Он, кто был душой и пружиной экспедиции против турок, кто следил тут только за тем, чтобы крестовую войну против неверных сделать неумолимой и окончательной… в минуты подписания десятилетнего мира вёл себя так, точно в действительно не имел ни малейшей надежды склонить к войне. Ему ничего больше не оставалось, как возвратиться в Рим, потому что его пребывание на дворе короля Владислава было бесцельно.
Он совсем не говорил об отъезде, а в дороге в Буду, как в Шегедыне, сохранял то же равнодушие.
Грегор из Санока, который следил за каждым движением этой загадочной фигуры, убедился только, что при каждой возможности наедине с королём и теми, рыцарский характер которых знал, кардинал старался пробудить в них жалость, что этот мир отбирал у них лавры, славу, заслуги, обращал в ничто все их надежды.
Король также был печален и задумчив. В дороге во время одной стоянки, невзирая на то, что присутствовал Грегор, Цезарини начал жаловаться.
– В самом деле, – говорил он королю, – никогда турок не дал большего доказательства коварства и разума, чем теперь. Он хорошо чувствовал и знал, что против него собираются все силы христианства, что ему не справиться…

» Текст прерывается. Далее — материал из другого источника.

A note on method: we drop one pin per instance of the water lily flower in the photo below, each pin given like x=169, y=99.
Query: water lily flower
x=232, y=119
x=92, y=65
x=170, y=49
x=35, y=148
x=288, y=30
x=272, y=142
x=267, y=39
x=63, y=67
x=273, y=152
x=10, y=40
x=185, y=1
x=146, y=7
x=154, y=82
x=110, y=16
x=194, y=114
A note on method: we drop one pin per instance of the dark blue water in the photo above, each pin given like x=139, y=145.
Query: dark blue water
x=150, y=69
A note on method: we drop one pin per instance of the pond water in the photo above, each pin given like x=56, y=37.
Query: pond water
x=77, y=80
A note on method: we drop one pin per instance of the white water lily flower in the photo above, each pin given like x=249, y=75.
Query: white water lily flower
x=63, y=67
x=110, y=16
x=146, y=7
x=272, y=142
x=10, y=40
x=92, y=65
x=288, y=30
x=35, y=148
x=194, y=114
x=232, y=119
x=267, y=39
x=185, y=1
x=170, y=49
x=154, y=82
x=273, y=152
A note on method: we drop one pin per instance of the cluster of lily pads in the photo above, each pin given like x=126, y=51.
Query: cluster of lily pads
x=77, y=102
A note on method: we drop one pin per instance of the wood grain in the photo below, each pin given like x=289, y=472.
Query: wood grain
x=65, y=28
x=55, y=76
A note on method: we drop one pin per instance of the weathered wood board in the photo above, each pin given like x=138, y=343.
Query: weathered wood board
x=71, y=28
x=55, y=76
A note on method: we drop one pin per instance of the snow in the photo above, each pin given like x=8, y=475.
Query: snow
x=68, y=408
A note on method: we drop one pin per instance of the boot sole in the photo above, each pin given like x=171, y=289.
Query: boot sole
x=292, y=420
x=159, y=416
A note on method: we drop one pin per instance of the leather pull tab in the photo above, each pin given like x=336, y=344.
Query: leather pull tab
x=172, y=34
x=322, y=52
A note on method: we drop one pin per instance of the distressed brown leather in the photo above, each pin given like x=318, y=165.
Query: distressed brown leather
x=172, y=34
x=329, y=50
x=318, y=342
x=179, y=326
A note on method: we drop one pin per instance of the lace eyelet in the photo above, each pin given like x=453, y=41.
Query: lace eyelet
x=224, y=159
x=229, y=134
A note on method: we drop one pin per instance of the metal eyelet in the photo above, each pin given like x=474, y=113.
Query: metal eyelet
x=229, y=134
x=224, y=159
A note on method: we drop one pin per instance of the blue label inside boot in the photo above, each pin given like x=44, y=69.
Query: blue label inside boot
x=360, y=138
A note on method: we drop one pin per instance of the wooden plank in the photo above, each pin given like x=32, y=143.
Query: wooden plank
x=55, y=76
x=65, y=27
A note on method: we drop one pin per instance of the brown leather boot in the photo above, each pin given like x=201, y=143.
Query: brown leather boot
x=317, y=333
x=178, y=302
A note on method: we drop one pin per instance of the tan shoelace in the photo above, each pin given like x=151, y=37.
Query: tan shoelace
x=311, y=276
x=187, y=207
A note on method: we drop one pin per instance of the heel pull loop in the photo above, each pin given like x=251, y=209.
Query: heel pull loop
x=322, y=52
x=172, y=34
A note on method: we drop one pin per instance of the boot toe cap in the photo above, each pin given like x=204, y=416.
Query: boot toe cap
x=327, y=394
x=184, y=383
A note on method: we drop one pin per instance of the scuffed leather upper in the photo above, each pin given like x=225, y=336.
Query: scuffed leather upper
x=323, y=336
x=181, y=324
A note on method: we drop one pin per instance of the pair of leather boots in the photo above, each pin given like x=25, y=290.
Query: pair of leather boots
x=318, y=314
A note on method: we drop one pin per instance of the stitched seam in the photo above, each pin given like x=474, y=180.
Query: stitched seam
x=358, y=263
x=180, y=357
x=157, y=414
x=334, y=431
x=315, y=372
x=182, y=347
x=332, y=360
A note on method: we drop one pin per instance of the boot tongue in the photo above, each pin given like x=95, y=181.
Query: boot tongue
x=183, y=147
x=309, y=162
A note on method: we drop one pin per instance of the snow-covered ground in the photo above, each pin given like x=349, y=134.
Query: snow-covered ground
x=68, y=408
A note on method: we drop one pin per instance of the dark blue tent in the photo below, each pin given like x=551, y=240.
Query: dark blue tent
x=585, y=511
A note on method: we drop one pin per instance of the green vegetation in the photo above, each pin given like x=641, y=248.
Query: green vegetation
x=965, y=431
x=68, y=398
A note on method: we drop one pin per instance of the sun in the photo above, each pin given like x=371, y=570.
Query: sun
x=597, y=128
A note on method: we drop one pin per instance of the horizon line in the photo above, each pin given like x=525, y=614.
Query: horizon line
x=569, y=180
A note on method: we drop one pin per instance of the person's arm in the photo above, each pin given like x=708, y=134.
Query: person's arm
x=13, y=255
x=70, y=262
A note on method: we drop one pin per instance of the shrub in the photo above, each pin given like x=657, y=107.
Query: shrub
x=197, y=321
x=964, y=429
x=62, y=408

Поэтому он согласился на все условия, какие никогда иначе гордость язычника не позволила бы принять. Прошлая война, в которой вы, ваше величество, покрыли себя такой славой, научила его, чего ему ожидать от другого похода. За этот несчастный мир вы дорого заплатите. Не говорю о себе, что я обязался за вас в лице Европы, потому что выгляжу лгуном… ведь Христовы дети должны научиться ходить в оплёванных одеждах! Я вынесу это со смирением. Мне больше жаль вас, потому что у вас пальму из рук вырвали!
Король вздыхал.
Та же жалоба повторилась в Буде. В тот день кардинал говорил с такой горячностью, с таким волнением, что чуть ли не слёзы выжал из глаз молодого челвека.
– Отец мой, – вырвалось из уст Владислава, – не заставляйте моё сердце кровоточить. Сталось, я сложил присягу, присяга – священна!
Цезарини пожал плечами.
– Присяга неверным, врагам Христа, подхваченная, к которой склонили Гуниады и деспот! Что стоит такая присяга!
Ничего! Папа и я отпустили бы вам грех, если бы пришлось её нарушить…
Король побледнел и начал дрожать.
– Отец мой, – сказал воспитанный в уважении не только клятвы, но данного слова, молодой Ягеллончик, – вы бы, может, отпустили мне грех, но моя совесть – никогда!
На этот раз, не поддерживая своего мнения, Цезарини презрительно скривился и замолчал.
Вечером король повторил отрывок этого разговора Грегору из Санока, который, услышав это, задрожал и заломил руки.